What Windows ROS Launch Means for Robotics Development

What Windows ROS Launch Means for Robotics Development

It’s an exciting time for more accessible robotics development. The interplay between robotics and edge computing has the power to completely transform how traditional industries go smart, especially with new technologies like AI and IoT.

We recently announced progress in our commitment to robotics development with the release of ROS for Windows 10. ROS for Windows and Azure products are a signal that development will become easier, more accessible, and ultimately more dev-friendly to those familiar with Windows environments.

I’d like to quickly break down why this matters, and what specifically ROS does to make robotics development projects easier.

Easing into Easier

For today’s robotics developers and researchers, a Robot Operating System (ROS) has become the preferred robotics toolkit, simply because it makes the complex challenge of coding robotics just a little easier.

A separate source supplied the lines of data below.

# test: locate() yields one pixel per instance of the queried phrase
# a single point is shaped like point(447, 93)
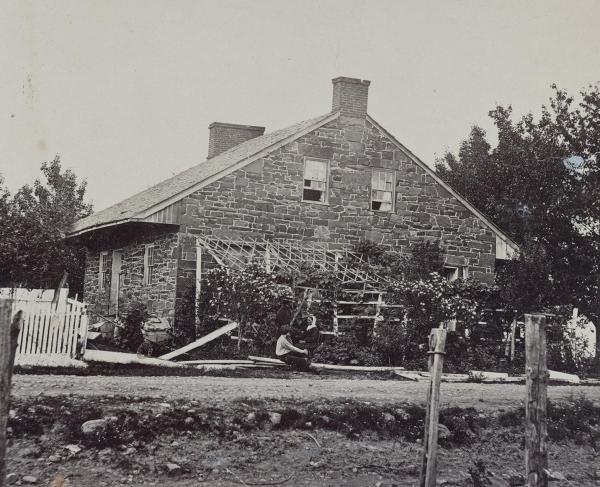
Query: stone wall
point(265, 199)
point(159, 296)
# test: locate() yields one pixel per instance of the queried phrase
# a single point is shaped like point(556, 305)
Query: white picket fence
point(59, 330)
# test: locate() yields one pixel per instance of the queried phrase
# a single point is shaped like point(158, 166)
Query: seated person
point(288, 353)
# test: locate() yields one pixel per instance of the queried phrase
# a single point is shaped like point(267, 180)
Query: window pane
point(315, 170)
point(382, 180)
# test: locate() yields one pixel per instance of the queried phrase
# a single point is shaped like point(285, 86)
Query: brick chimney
point(350, 96)
point(223, 136)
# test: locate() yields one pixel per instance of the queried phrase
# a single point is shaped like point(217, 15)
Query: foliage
point(33, 252)
point(250, 296)
point(347, 349)
point(425, 257)
point(423, 304)
point(184, 330)
point(129, 335)
point(577, 418)
point(540, 184)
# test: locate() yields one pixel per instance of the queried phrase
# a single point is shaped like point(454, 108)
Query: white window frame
point(309, 187)
point(458, 272)
point(392, 190)
point(149, 264)
point(103, 271)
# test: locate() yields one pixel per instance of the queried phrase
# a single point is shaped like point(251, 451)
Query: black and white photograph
point(299, 243)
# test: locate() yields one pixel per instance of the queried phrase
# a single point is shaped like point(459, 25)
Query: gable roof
point(148, 201)
point(514, 248)
point(145, 203)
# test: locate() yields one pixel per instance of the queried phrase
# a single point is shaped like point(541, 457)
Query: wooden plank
point(266, 360)
point(217, 362)
point(356, 368)
point(536, 449)
point(437, 346)
point(126, 358)
point(201, 341)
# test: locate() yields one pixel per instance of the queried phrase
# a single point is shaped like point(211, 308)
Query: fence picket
point(46, 330)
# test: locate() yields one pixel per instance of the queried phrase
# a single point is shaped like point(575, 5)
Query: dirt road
point(218, 389)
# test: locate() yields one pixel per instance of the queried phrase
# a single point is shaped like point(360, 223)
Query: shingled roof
point(137, 206)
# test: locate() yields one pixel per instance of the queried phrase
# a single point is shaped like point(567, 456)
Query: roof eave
point(454, 193)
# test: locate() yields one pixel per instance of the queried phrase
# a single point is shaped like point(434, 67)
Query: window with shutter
point(316, 179)
point(149, 265)
point(382, 191)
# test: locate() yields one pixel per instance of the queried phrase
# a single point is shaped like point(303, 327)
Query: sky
point(124, 90)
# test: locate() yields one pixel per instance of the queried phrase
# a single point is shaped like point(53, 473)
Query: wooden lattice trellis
point(337, 260)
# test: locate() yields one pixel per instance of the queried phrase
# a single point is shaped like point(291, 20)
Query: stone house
point(335, 179)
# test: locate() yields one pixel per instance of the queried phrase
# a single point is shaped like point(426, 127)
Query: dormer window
point(382, 191)
point(316, 179)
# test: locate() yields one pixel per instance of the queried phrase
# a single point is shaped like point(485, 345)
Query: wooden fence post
point(536, 451)
point(9, 334)
point(437, 347)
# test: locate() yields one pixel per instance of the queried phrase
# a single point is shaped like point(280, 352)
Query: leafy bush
point(129, 335)
point(344, 350)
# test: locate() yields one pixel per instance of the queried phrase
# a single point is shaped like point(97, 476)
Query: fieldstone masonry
point(264, 199)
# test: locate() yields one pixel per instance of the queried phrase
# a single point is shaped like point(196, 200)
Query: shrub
point(129, 335)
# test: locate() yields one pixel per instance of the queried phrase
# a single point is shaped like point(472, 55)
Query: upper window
point(316, 174)
point(382, 191)
point(149, 265)
point(103, 282)
point(454, 273)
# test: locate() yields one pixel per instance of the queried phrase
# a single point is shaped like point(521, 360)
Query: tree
point(33, 251)
point(540, 184)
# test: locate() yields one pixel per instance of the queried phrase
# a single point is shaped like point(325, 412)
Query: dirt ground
point(237, 444)
point(223, 389)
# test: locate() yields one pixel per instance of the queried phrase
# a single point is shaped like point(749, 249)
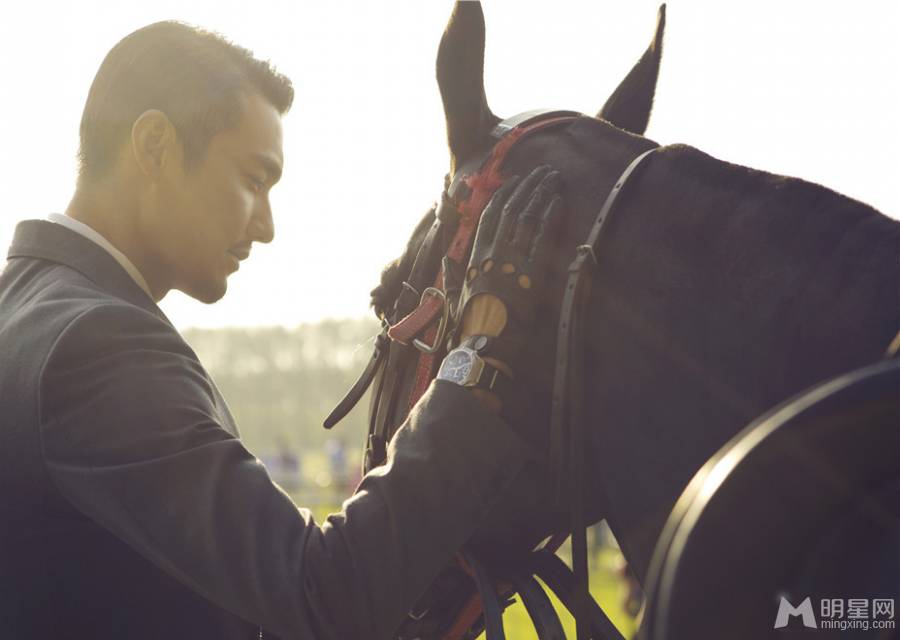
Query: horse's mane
point(394, 272)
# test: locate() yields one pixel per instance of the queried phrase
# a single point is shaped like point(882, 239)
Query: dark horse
point(720, 291)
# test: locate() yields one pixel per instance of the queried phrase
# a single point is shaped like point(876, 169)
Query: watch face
point(456, 366)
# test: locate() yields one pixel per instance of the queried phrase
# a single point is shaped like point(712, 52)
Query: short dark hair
point(196, 77)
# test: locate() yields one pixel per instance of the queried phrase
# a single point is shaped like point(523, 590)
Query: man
point(128, 506)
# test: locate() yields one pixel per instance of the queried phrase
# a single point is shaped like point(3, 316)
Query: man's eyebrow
point(270, 165)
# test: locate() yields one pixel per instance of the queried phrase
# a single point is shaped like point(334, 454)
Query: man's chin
point(207, 293)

It’s not really an OS in the traditional sense, but rather a middleware, or a collection of software and tools upon which robotics can be developed and communicated across. It’s proving increasingly successful in commercial and industrial robotics software tasks.

●    Cross-platform Operability

Robotics is an emerging field with lots of different pieces, software and components that need to work together. So far, the most collaborative way to do robotics has been through the ROS-layer, via making source code accessible, platform independent, and easy to develop across many different environments. ROS allows messages to pass across very different components and systems, different coding languages, etc. For example, at ROSCon 2018, we demonstrated Turtlebot 3 running Windows 10 IoT, with various ROS releases used for steering, and another used for machine learning. This kind of collaboration between robot parts and software, all from different makers, wouldn’t be as easy to achieve without ROS.

●    Flexibility and Modularity

There are tons of software and hardware modules when it comes to building robots, yet the cost of integrating, developing, and implementing each one can be extremely high. ROS reduces this complexity by allowing robot parts and software to work well together so manufacturers of parts and authors of code can synergize and borrow results from each other. Modularity also makes robot systems more reliable, as each module, be it sensor or motor, functions individually, allowing one to fail without compromising the entire robot.

●    Linux and Windows

The most widely used operating system for ROS is Linux, and ROS for Windows represents a more familiar space for developers looking to do work in a Windows environment. Microsoft will provide documentation, development, and deployment solutions for Windows in ways that users are familiar with. Our hope is that developers will be able to use familiar tool sets, e.g. Visual Studio, Azure, AI, IoT, and Git, while building their robotics projects.

Robotics on Azure, IoT, and More

This launch also coincides with Microsoft joining the ROS Industrial Consortium — a group with the mission to extend the advanced capabilities of ROS to manufacturing and improve the productivity and return on investment of industrial robots.

ROS for Windows looks towards the future where advanced technologies from Microsoft, like Machine Learning, Computer Vision, Azure IoT, Cognitive Services, etc. can be implemented at scale. This shift will enable further commercial, industrial and manufacturing capabilities.